Parasha – 90 A’haré Moth – Kedochim 5783

בס”ד

Les deux Parachiot que nous lisons ensemble ce Chabat sont au cœur du Séfer Vayikra, dédié essentiellement aux conditions de la Présence de Hachem au sein de Son Peuple.

Cette Présence s’exprime particulièrement dans Sa manifestation dans le Michkan (Tabernacle) ou ensuite dans le Beth HaMikdach (Temple) à Yerouchalaïm, et plus généralement dans l’ensemble de l’existence collective et individuelle des Bené Israël dans le quotidien.

La Présence de Hachem ne consiste pas en un culte dans un Temple et des synagogues richement décorés, comme le croient ceux qui comparent la Torah à une religion !

Non, la Torah n’est pas une religion !

La Torah est l’expression profonde du plan Divin dans la Création.

La Chekhina (la Présence de Hachem) est étroitement liée à la Kedoucha (traduite de façon imprécise par “Sainteté” …).
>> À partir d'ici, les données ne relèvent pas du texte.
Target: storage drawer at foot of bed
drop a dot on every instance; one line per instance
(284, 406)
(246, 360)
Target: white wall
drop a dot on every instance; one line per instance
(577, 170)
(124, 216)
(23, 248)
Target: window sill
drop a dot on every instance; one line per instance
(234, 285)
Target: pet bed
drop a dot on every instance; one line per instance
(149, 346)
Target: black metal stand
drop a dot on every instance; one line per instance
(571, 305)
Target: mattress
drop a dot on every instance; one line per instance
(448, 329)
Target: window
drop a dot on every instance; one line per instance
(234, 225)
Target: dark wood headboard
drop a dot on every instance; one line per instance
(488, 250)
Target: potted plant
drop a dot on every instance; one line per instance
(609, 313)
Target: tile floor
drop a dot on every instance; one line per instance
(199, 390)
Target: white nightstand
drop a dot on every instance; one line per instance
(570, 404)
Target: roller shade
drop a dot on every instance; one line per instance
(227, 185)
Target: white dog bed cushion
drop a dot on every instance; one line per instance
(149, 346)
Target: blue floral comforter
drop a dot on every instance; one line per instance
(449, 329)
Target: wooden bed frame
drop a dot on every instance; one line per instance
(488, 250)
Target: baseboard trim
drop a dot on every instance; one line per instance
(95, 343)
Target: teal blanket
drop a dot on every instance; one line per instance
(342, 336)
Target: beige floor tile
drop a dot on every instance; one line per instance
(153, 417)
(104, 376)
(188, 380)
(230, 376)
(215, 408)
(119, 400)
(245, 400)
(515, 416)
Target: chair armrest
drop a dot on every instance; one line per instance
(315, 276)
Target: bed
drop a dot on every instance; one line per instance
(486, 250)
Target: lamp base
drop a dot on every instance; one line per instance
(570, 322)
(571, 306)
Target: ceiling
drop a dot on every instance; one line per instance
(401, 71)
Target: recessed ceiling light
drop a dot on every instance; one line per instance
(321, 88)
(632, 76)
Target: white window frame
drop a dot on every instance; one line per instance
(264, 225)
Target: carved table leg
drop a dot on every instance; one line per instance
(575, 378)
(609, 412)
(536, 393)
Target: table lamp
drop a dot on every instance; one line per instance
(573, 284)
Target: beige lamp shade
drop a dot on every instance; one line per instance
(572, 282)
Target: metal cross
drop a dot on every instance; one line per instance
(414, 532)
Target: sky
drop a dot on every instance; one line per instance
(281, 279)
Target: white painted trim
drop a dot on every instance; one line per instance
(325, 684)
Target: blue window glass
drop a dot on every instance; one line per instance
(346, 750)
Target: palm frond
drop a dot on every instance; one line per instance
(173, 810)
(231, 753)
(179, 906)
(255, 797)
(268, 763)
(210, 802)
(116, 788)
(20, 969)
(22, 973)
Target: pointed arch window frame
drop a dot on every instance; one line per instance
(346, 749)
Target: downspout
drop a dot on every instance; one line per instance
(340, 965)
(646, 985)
La Kedoucha consiste à faire en sorte que l’Omniprésence de Hachem soit perceptible en permanence dans le Monde. Cela se réalise à travers l’existence de chacun à chaque instant. Chaque “miette” de notre existence doit être dédiée à notre mission “d’ambassadeurs” de Hachem dans le Monde.

A l’opposé de cette Avoda (le Service de Hachem) se situe la Avoda Zara (littéralement : un “service étranger”).

La Avoda Zara (l’idolâtrie) est la promotion de concepts occultant la perception du Créateur Qui dirige effectivement le Monde qu’Il a créé dans chaque détail. Toute idéologie consistant à reconnaître une autonomie quelle qu’elle soit à une “force” quelconque dans le Monde est en rupture avec la réalité !

Dans le début de la Paracha Kedochim, qui nous dicte une vie entière de Kedoucha, figure le verset : “Al tifnou el haélilim…” (Vayikra, 19, 4).  “Ne vous tournez pas vers les fausses divinités, et ne vous faites pas des divinités en métal fondu ; Je suis Hachem votre Dieu !”.

La Guemara (Chabat 149a) rapporte que le verset : “ne vous tournez pas vers les fausses divinités” nous enseigne qu’il nous est interdit de contempler une figurine. Et elle explique : “Ne vous tournez pas vers votre fantaisie !”. Cette injonction est rapportée dans le Séfer Ha’Hinoukh (paragraphe 213) qui cite le Midrach (Sifra Kedochim 6) qui explique que cette contemplation mène à adhérer à la Avoda Zara.

Le Rambam développe cette interdiction et l’applique à toute pensée qui entraîne l’homme à remettre en cause un des principes fondamentaux de la Emouna (Michné Torah, Hilkhot Avoda Zara, 2, 2-3).

Si on s’autorise de telles spéculations, le chemin n’est pas loin à la négation de la Emouna, tant l’intellect humain est fragile.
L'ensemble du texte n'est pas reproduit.